Our subjects were clinically referred and consisted primarily of Caucasian youth; thus, our results may not generalize to other groups of oppositional defiant disorder children. For example, our finding that oppositional defiant disorder is associated with significant comorbidity differs dramatically from one recent study
(13), presumably because of important study group differences (subjects in the current study were both significantly older and clinically referred). Further, our data were obtained predominantly from mothers. While multiple informants provide a broader examination of a child’s functioning, in prior studies we have shown significant overlap between information gathered from mothers and other reporters
(39). Finally, the findings we have described are cross-sectional; further study is required to examine the long-term sequelae of oppositional defiant disorder.
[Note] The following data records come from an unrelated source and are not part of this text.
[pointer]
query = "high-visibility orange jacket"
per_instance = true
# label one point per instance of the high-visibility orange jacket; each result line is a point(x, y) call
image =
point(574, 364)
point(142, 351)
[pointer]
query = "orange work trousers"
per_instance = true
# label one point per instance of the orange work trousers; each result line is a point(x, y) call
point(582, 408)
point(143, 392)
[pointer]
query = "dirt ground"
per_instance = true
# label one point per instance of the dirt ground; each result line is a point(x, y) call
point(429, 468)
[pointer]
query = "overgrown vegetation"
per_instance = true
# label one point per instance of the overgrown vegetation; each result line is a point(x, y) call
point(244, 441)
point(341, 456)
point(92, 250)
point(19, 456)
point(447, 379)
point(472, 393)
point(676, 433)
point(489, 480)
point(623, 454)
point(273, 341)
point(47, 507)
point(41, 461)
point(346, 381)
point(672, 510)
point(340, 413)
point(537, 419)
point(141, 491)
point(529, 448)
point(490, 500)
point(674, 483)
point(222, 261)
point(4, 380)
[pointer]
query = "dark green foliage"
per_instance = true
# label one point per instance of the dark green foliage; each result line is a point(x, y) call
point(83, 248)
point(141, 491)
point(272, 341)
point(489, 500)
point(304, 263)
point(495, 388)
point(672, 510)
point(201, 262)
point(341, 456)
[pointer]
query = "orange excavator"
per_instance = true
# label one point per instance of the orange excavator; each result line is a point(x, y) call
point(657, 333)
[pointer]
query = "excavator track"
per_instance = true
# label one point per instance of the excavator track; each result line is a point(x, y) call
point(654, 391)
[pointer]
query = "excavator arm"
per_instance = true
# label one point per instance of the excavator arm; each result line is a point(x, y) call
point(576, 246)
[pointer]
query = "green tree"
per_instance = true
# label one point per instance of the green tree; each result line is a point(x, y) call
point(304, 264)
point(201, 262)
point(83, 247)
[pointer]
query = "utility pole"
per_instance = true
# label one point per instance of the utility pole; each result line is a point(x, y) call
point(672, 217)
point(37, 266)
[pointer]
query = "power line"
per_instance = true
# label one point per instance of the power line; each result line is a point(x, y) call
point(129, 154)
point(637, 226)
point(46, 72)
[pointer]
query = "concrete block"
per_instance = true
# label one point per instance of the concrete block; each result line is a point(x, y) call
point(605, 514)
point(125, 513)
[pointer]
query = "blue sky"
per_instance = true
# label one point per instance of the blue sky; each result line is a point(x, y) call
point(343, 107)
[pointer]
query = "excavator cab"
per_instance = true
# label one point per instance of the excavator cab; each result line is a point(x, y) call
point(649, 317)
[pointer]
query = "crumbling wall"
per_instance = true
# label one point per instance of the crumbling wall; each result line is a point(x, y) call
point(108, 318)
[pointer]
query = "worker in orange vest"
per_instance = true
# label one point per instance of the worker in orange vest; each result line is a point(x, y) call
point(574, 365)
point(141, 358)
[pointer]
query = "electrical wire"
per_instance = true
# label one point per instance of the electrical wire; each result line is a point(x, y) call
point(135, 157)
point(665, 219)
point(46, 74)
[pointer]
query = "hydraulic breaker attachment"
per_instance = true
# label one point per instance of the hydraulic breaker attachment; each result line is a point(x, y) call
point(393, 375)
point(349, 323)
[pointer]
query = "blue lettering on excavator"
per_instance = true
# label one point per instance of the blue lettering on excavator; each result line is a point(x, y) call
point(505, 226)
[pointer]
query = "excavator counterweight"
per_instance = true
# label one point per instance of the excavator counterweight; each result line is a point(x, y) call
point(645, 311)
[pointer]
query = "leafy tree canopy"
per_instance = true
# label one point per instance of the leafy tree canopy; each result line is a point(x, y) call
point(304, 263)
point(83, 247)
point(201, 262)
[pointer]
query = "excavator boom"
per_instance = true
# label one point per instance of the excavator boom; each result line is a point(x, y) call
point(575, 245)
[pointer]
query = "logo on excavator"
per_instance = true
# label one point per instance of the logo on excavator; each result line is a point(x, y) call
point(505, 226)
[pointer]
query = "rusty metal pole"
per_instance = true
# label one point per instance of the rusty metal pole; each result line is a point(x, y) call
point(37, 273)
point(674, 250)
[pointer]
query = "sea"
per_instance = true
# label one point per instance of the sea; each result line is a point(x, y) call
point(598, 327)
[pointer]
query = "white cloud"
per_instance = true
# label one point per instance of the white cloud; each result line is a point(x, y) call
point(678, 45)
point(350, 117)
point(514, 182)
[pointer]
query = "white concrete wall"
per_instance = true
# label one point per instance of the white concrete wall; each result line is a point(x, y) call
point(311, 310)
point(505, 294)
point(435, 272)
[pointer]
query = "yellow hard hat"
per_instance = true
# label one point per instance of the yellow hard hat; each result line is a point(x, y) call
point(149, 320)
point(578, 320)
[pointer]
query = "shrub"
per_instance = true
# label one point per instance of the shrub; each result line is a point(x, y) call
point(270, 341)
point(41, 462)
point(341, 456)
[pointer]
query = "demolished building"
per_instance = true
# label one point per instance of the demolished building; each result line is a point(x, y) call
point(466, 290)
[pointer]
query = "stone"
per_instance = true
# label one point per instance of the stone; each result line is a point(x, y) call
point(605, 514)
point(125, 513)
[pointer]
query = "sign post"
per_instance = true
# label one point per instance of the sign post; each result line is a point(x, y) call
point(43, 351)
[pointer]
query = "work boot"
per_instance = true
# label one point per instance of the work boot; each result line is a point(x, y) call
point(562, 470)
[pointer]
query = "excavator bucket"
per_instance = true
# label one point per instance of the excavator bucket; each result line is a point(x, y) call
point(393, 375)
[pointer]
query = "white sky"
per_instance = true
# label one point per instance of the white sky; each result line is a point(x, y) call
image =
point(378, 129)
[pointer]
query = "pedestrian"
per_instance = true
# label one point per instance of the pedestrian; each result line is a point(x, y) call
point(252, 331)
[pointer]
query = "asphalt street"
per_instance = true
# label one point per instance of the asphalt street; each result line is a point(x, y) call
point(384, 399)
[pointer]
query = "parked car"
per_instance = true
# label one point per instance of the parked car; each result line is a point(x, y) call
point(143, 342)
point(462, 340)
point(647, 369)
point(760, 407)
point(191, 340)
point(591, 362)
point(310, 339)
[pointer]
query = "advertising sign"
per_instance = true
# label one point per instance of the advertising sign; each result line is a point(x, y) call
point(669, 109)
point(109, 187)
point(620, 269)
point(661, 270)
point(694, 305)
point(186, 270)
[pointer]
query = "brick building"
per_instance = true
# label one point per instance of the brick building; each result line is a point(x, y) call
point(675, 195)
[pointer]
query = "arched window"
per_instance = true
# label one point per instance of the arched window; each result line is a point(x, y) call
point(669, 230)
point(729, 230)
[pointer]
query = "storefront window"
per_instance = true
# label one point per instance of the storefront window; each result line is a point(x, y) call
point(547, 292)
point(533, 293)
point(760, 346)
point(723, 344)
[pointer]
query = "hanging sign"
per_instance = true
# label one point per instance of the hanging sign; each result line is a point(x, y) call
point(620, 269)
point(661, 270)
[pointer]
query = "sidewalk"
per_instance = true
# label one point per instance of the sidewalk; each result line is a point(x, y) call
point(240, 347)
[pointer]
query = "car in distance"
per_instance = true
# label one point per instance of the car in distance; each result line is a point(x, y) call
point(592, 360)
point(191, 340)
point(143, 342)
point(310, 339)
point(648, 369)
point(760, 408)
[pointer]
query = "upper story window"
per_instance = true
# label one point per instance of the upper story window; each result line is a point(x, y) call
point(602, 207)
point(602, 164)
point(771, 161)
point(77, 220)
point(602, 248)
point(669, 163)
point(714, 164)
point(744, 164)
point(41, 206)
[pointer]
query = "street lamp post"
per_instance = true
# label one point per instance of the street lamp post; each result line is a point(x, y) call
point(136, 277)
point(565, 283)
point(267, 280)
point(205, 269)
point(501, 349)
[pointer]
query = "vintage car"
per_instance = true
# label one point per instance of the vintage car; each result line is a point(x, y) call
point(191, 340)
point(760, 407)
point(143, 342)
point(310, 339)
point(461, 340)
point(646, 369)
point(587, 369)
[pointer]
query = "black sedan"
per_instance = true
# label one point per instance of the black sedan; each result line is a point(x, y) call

Despite these limitations, in a carefully assessed group of clinically referred youth, children with oppositional defiant disorder evidenced significantly higher rates of comorbidity and significantly greater impairment in adaptive, social, and family functioning than did children without oppositional defiant disorder, and oppositional defiant disorder was a significant correlate of such impairment even after we controlled for a wide range of comorbid conditions and demographic characteristics. These results support the validity of oppositional defiant disorder as a meaningful clinical entity independent of conduct disorder and warrant additional study of children and adolescents who are so diagnosed and a broadened examination of diverse approaches to treatment aimed at ameliorating their difficulties.